Many patients with hypertension must use more than one antihypertensive medication to achieve blood pressure control. Drug interactions are possible, especially when patients require medications for other conditions. Flockhart and Tanus-Santos reviewed the drug metabolic effects caused by interactions with the cytochrome P450 microsomal enzyme system in the liver.
Researchers have identified specific isoforms of this system that are involved in drug metabolism. Despite some individual variations based on genetic polymorphisms in some isoforms, certain interactions can be predicted. For example, quinidine and diphenhydramine inhibit the CYP2D6 isoform, thereby inhibiting the metabolism of beta-blockers and prolonging negative chronotropic and inotropic effects. Antihypertensive agents also may interact with each other. For instance, the combination of verapamil and metoprolol decreases the systemic clearance of verapamil while increasing the bioavailability of metoprolol.

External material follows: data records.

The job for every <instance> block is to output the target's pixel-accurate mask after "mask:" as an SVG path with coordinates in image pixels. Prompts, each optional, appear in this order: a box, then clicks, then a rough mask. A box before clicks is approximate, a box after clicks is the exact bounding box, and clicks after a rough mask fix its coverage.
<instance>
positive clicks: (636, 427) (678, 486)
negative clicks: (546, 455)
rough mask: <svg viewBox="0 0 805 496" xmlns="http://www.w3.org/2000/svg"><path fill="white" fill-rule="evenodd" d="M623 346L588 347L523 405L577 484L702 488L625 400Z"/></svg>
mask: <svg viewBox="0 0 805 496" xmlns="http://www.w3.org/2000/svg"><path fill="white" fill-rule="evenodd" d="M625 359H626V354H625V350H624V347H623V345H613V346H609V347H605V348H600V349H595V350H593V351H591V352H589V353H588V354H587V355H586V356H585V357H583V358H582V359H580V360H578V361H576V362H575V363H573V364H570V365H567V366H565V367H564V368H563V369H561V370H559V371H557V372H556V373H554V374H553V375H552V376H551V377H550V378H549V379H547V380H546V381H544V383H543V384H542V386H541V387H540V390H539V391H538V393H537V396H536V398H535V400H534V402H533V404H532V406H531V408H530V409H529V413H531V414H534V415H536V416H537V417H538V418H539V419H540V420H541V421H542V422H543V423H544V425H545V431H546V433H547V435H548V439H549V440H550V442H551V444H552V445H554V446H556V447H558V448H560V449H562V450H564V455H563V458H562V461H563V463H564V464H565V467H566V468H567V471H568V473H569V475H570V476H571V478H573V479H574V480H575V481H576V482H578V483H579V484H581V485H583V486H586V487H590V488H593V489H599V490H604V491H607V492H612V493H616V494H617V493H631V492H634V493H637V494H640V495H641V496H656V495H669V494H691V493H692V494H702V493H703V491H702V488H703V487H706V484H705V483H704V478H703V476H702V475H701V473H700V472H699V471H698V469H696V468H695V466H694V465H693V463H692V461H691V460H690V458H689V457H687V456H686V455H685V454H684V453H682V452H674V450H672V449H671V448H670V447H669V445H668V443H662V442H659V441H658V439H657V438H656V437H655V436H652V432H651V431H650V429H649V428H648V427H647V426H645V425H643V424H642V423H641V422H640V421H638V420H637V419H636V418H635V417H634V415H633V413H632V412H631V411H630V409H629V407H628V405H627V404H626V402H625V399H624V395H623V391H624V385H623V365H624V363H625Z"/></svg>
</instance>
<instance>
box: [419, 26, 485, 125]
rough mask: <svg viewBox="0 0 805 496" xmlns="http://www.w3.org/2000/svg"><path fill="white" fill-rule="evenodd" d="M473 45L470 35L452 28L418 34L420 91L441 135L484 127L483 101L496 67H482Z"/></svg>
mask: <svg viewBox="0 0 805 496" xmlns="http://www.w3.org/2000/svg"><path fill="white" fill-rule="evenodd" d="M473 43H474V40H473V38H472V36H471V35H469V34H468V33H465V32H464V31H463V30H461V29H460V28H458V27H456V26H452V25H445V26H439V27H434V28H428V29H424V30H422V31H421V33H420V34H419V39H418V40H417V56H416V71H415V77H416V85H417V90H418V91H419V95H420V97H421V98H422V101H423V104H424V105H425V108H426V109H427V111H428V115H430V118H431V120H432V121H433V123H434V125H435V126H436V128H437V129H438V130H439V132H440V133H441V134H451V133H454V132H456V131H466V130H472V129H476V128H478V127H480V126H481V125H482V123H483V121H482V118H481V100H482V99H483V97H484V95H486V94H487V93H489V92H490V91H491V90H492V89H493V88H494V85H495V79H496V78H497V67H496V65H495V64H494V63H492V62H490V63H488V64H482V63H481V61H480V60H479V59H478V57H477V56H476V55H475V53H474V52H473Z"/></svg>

Water-soluble beta blockers that are not metabolized in the liver, such as sotalol, nadolol, and atenolol, are less likely to be affected by these metabolic drug interactions.
Inhibitors of CYP3A4, such as the azole antifungal agents ketoconazole and itraconazole, can increase the effects of calcium channel blockers and lead to hypotension. Cimetidine, another CYP3A4 inhibitor, increases the bioavailability of nifedipine. Grapefruit juice also down-regulates CYP3A4 in the small-intestine wall, which can result in large increases in the bioavailability of felodipine and nisoldipine, and smaller increases in the bioavailability of nifedipine and verapamil. Patients taking medications that would be increased in concentration by inhibitors of CYP3A4 metabolism should avoid grapefruit juice.
Although angiotensin-converting enzyme inhibitors are partially metabolized in the CYP3A4 system, they are not significantly involved in P450 interactions. Angiotensin II receptor blockers, especially losartan and irbesartan, are metabolized largely by the CYP2C9 system. These medications demonstrate increased bioavailability when given with ketoconazole, a CYP2C9 system inhibitor, and decreased bioavailability when given with rifampin, a CYP2C9 activator. Valsartan, eprosartan, and candesartan are not metabolized by the cytochrome P450 system and, therefore, are not affected by system induction or inhibition.
Hydrochlorothiazide and furosemide have no significant interaction with the cytochrome P450 system. Alpha receptor blockers such as prazosin and clonidine are metabolized by the liver but do not seem to interact with other drugs through the cytochrome P450 mechanism.
The authors conclude that understanding the cytochrome P450 enzyme system and the specific isoforms involved in drug metabolism should help physicians avoid potentially harmful drug interactions. Better characterization of drug metabolic profiles will allow for the prediction of potentially problematic drug interactions.
Flockhart DA, Tanus-Santos JE. Implications of cytochrome P450 interactions when prescribing medication for hypertension. Arch Intern Med. February 25, 2002;162:405–12.